There would be an aluminium front subframe for the competition model, and the body shell would be stamped from steel only 0.7 millimetres thick, rather than the standard 1.0-millimetre production material. Thinner, lighter, and very expensive side and rear window glass was ordered from Belgian firm Glaverbel, and the engine and front lids were made of thin, balsa-reinforced fibreglass. Both the front and rear bumpers were also of fibreglass, with the front providing access to a centrally mounted auxiliary oil radiator. The rear fenders were widened to accommodate new 7-inch-wide Fuchs alloy rims.

The most important and recognisable characteristic of the RS is its “ducktail” spoiler mounted on the engine lid. Body insulation was deleted, as was almost all interior trim. Superfluous hardware was eliminated, including rear seats, reclining front seats, a glovebox door, a clock, the passenger sun visor, the inside door handles, and armrests. The door latches were operated by pull-straps, and simple plastic door-pulls replaced the originals. All of this careful attention to saving weight trimmed the dry weight to a mere 2,150 pounds (975 kilograms).

The 911’s magnesium-cased 2.4-litre S engine was enlarged to give a displacement of 2,681 cubic centimetres (Type 911/83). Its thin-walled cylinder barrels were coated with a new product called Nikasil, which was a low-friction nickel-silicon carbide material that allowed the aluminium pistons to be used directly in aluminium barrels without the need for iron liners. With 8.5:1 compression and Bosch mechanical fuel injection, this engine delivered a reliable 210 brake horsepower at 6,300 rpm, which was some 30 more than the 911 S, and it also saw a big increase in torque to 202 foot-pounds at 5,100 rpm. The 911’s five-speed transaxle was fitted with taller fourth and fifth gears, giving a top speed of about 150 mph (244 km/h).

By the time the car was formally introduced at the 1972 Paris Auto Show, the initial production run of 500 units had already sold out within a week, to the surprise and delight of Porsche’s directors. A second 500-unit production run was quickly approved, and eventually 1,080 were constructed. Most of this second series was comprised of Touring versions (option code M472), which used standard-thickness sheet metal and glass, a steel rear bumper, a single battery, and most of the 911 S’s road equipment and comfort trim items.
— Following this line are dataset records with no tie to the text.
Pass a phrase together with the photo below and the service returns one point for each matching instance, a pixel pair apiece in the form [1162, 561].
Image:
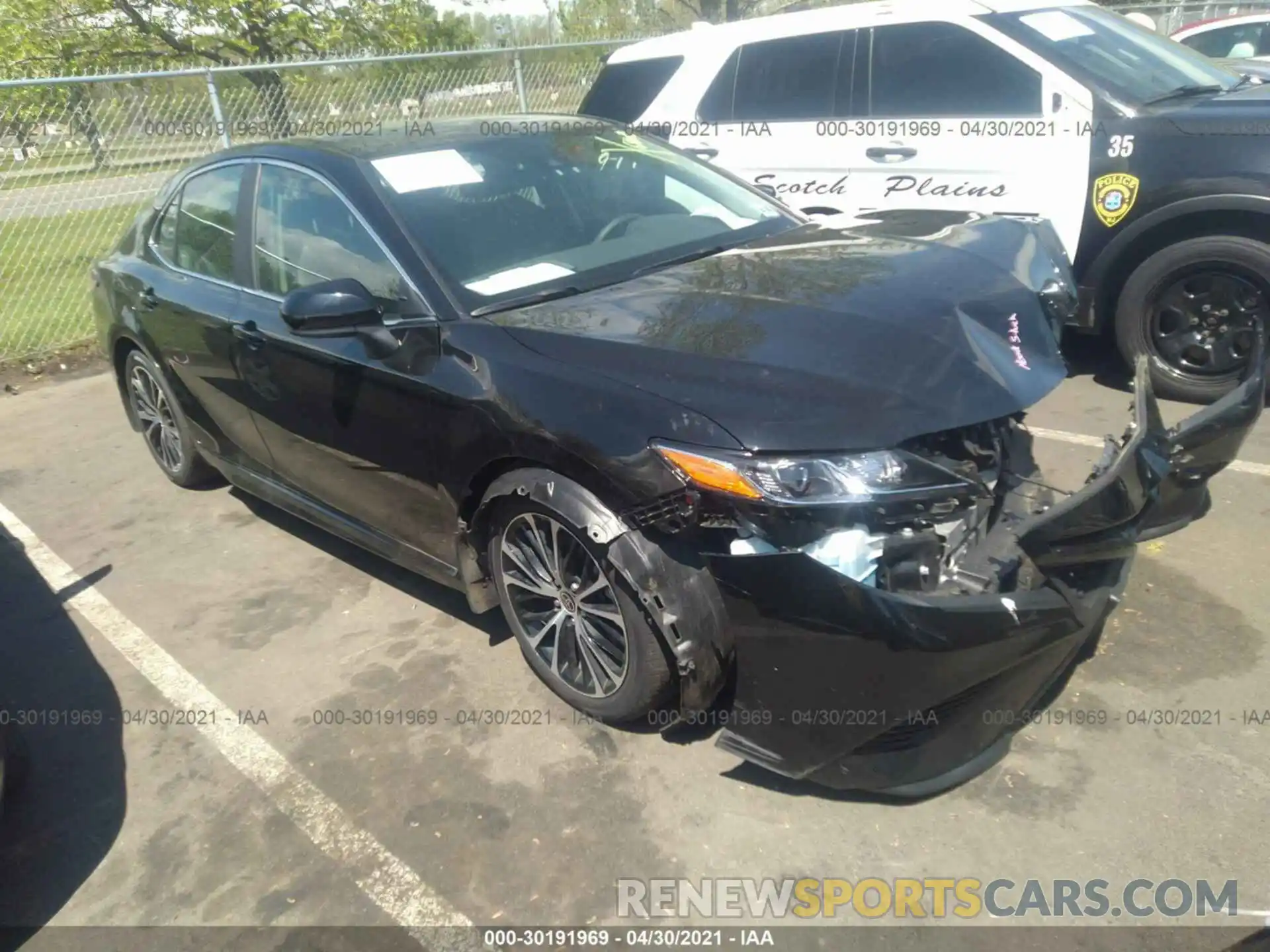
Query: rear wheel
[163, 423]
[1194, 310]
[577, 625]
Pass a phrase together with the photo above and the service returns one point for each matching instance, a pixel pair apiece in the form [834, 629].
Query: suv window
[1240, 41]
[788, 79]
[716, 103]
[206, 221]
[624, 91]
[305, 234]
[940, 69]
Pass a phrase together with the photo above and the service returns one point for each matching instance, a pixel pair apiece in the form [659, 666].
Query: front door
[187, 305]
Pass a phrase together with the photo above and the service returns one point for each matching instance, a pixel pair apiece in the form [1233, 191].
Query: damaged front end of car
[893, 616]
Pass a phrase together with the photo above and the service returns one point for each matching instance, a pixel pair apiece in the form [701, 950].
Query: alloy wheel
[158, 424]
[1206, 323]
[564, 603]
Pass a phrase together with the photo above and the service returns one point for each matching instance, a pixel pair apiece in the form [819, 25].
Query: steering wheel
[614, 225]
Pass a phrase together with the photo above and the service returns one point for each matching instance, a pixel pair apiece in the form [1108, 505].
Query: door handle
[882, 155]
[249, 334]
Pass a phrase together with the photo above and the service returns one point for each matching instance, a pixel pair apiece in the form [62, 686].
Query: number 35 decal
[1121, 147]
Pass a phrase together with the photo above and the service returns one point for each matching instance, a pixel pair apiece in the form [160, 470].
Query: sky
[494, 8]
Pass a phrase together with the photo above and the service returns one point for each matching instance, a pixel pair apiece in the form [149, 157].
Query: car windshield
[508, 216]
[1126, 61]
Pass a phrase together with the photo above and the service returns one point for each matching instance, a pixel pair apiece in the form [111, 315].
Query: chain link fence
[79, 158]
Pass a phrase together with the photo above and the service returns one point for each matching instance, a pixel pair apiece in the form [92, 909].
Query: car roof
[843, 17]
[1220, 22]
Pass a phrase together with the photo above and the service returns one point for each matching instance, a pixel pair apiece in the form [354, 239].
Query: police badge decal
[1114, 196]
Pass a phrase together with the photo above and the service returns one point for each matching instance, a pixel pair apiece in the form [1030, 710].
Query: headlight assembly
[810, 480]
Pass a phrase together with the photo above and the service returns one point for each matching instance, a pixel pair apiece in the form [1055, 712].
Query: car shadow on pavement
[62, 820]
[421, 589]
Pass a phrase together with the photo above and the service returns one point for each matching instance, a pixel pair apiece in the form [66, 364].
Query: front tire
[570, 608]
[164, 426]
[1193, 309]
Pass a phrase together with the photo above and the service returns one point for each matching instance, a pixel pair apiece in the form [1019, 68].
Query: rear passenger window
[305, 234]
[165, 235]
[1236, 42]
[716, 103]
[624, 91]
[788, 79]
[937, 69]
[206, 221]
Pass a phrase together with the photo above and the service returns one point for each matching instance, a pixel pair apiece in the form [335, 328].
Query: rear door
[769, 116]
[960, 117]
[187, 303]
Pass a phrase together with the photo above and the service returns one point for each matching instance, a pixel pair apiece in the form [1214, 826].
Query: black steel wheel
[1194, 309]
[163, 424]
[570, 610]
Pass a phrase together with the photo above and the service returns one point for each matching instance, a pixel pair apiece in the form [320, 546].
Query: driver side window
[306, 234]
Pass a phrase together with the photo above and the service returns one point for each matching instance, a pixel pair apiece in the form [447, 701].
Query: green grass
[45, 278]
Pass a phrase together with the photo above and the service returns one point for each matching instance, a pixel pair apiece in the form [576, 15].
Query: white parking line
[385, 879]
[1096, 442]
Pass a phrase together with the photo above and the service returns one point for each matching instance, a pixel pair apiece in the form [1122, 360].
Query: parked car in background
[1138, 150]
[676, 430]
[1230, 37]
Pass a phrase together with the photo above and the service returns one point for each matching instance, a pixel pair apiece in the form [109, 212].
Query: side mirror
[339, 307]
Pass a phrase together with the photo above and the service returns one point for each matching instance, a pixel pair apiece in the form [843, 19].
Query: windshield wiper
[534, 298]
[680, 259]
[1187, 92]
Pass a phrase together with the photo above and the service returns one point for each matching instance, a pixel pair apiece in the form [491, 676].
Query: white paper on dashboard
[1056, 26]
[515, 278]
[421, 171]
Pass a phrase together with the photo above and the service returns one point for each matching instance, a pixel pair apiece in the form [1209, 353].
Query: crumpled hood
[827, 338]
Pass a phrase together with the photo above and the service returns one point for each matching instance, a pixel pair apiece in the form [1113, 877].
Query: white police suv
[1151, 161]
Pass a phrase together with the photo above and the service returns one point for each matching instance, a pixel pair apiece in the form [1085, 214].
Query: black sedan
[683, 437]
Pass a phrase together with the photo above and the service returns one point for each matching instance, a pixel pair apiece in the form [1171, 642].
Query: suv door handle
[880, 155]
[248, 333]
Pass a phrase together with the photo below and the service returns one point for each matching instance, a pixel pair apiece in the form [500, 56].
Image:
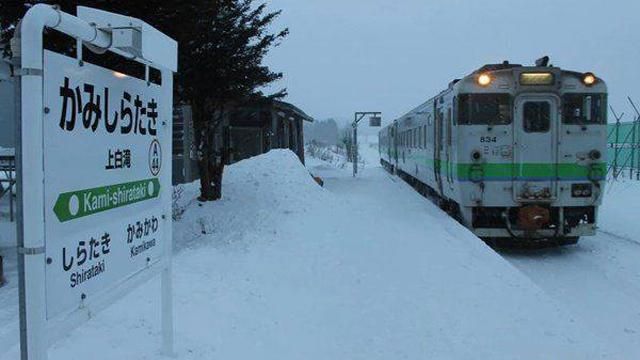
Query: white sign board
[105, 137]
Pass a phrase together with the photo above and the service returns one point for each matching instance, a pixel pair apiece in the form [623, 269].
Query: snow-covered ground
[599, 279]
[362, 269]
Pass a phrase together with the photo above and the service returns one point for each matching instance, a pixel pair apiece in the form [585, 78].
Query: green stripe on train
[468, 171]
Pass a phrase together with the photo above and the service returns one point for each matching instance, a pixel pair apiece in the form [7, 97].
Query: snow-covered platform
[361, 269]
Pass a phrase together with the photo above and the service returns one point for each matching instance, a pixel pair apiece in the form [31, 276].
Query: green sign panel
[77, 204]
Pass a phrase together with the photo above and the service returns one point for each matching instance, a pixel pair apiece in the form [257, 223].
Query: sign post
[374, 121]
[94, 166]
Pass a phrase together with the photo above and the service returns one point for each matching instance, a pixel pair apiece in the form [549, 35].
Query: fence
[623, 146]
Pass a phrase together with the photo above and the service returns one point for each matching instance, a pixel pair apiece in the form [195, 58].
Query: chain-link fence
[623, 146]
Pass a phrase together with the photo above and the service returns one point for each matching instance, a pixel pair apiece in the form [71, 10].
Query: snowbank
[620, 209]
[365, 269]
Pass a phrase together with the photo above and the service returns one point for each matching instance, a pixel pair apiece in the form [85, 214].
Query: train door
[535, 169]
[449, 151]
[396, 139]
[438, 139]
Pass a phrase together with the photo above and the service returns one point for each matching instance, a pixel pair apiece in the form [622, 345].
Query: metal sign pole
[354, 144]
[34, 260]
[31, 231]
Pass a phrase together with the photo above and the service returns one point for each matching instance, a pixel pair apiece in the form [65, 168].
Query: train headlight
[476, 155]
[581, 190]
[589, 79]
[484, 80]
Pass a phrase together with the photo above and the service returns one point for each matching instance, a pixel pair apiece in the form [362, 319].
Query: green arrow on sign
[77, 204]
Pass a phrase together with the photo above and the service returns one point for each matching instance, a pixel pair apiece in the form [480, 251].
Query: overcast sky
[390, 55]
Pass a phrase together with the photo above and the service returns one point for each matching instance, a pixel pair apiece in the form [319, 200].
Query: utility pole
[375, 120]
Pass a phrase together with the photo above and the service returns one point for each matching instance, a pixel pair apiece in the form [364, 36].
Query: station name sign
[104, 133]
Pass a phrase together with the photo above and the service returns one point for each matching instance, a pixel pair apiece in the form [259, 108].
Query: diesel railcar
[513, 152]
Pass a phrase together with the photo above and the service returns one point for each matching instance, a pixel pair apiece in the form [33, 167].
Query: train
[515, 153]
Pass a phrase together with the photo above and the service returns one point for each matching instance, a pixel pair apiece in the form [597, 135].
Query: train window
[537, 116]
[484, 109]
[584, 109]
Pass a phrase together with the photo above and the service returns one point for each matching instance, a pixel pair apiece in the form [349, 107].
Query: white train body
[520, 156]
The lightweight RS 2.7 offered here was sold new to its first owner, Josef Pütz, in June 1973. The Porsche was then acquired by Dr Reinhard Wolfgang Jacobi on 23 August 1984. At the time, the car is noted as having been driven 38,000 kilometres. He then proceeded to restore the car, beginning in the following May of 1985. It is believed that the original engine and gearbox were replaced during restoration, as the RS currently sports an unstamped engine block and replacement transmission. Though it is unclear when the restoration was completed, Dr Jacobi reregistered the Porsche 10 years later in January 1995.

In 2000, the Carrera RS was acquired by the current owner, an avid collector of limited-production Porsches. It has since been properly maintained in his collection and regularly serviced by Porsche Zentrum Flughafen Stuttgart, receipts for which are included on file. Recently driven by an RM Sotheby’s car specialist, he notes that the Porsche drives and handles exceptionally well, as nicely as any RS 2.7 he has had the pleasure of driving.

As the 911 has endured through to present-day production, it is clear that there will always be a special place in Porsche history for this first competition-based homologation model. The Carrera RS 2.7 is undoubtedly the most iconic model of air-cooled 911s. Furthermore, the RS Lightweights are truly “race cars for the street” and are considered by many to be the most desirable of their breed and nothing short of legendary.